Tony Sokol of Den of Geek gave the episode a 4 star rating out of 5 and wrote, "'The Prisoner,' which was written by Paul Simms and directed by Kyle Newacheck, is a fast-moving opener to what looks to be a brisk season of transitions. Guillermo remains vertical but gets a lateral promotion. Three of the four vampires get to vie for local power, and one gets to spend more time in the potting shed." Greg Wheeler of The Review Geek gave the episode a 4 star rating out of 5 and wrote, "This series has always been smartly written and that much is especially evident here, with jokes that land perfectly. The whole Colin Robinson poop bucket joke is a little drawn out though, if we're being overly critical, but it's a minor point in what’s otherwise a very good opening chapter."

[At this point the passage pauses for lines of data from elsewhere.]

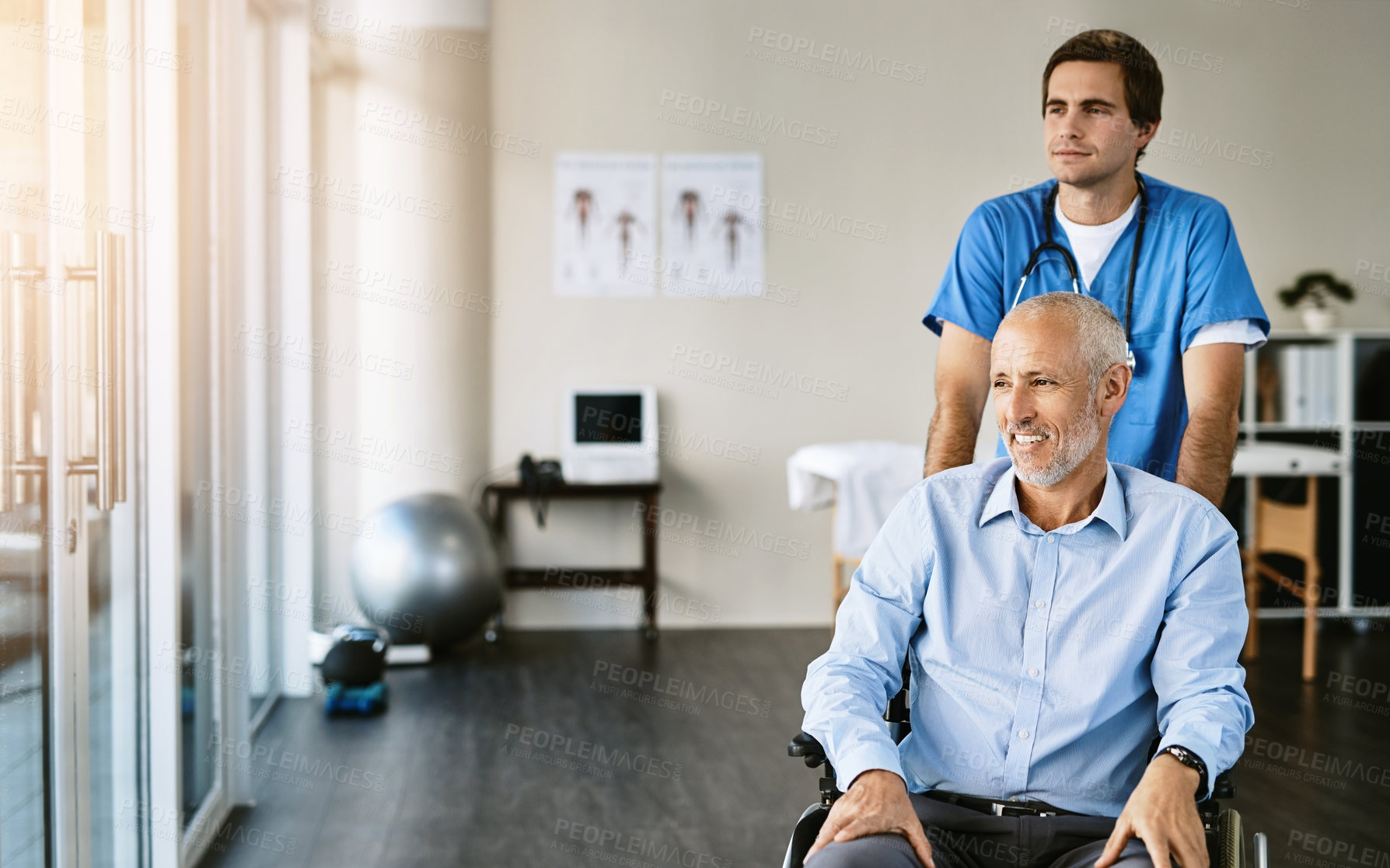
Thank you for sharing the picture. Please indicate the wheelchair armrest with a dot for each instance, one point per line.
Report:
(1224, 786)
(808, 748)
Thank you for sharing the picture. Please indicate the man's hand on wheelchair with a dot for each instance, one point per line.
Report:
(1162, 813)
(876, 803)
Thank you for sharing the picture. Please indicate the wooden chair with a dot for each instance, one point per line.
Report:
(1289, 529)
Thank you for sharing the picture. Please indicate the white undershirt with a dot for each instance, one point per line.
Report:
(1091, 245)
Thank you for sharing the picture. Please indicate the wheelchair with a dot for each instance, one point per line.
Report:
(1225, 835)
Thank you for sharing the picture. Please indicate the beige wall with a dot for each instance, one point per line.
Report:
(1303, 84)
(402, 300)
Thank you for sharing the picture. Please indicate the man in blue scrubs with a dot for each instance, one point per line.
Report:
(1194, 307)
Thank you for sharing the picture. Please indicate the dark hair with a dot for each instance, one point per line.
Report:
(1139, 70)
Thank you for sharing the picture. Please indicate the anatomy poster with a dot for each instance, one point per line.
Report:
(605, 224)
(712, 224)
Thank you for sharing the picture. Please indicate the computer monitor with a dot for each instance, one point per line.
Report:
(609, 435)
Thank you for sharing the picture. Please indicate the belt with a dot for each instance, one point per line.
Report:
(1000, 809)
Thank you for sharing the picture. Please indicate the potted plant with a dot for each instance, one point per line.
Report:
(1312, 292)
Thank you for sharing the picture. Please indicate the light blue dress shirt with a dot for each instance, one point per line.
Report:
(1042, 664)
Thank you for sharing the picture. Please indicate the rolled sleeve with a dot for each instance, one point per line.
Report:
(972, 289)
(847, 688)
(1219, 288)
(1201, 696)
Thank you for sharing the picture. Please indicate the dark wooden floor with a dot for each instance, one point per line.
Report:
(445, 779)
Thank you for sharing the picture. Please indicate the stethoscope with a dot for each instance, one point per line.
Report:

Melody McCune of Telltale TV gave the episode a 4.5 star rating out of 5 and wrote, "'The Prisoner' continues to maintain the momentum established in the Season 2 finale. What We Do in the Shadows boasts one of the best casts on TV and, while its style of humor falls on the dry side, each performer brings something different comedically to the table." Alejandra Bodden of Bleeding Cool gave the episode a 9 out of 10 rating and wrote, "The new season of What We Do in the Shadows definitely started off with a bang. I am loving how Nandor has changed toward Guillermo and how their relationship seems to have gotten much better and less strained."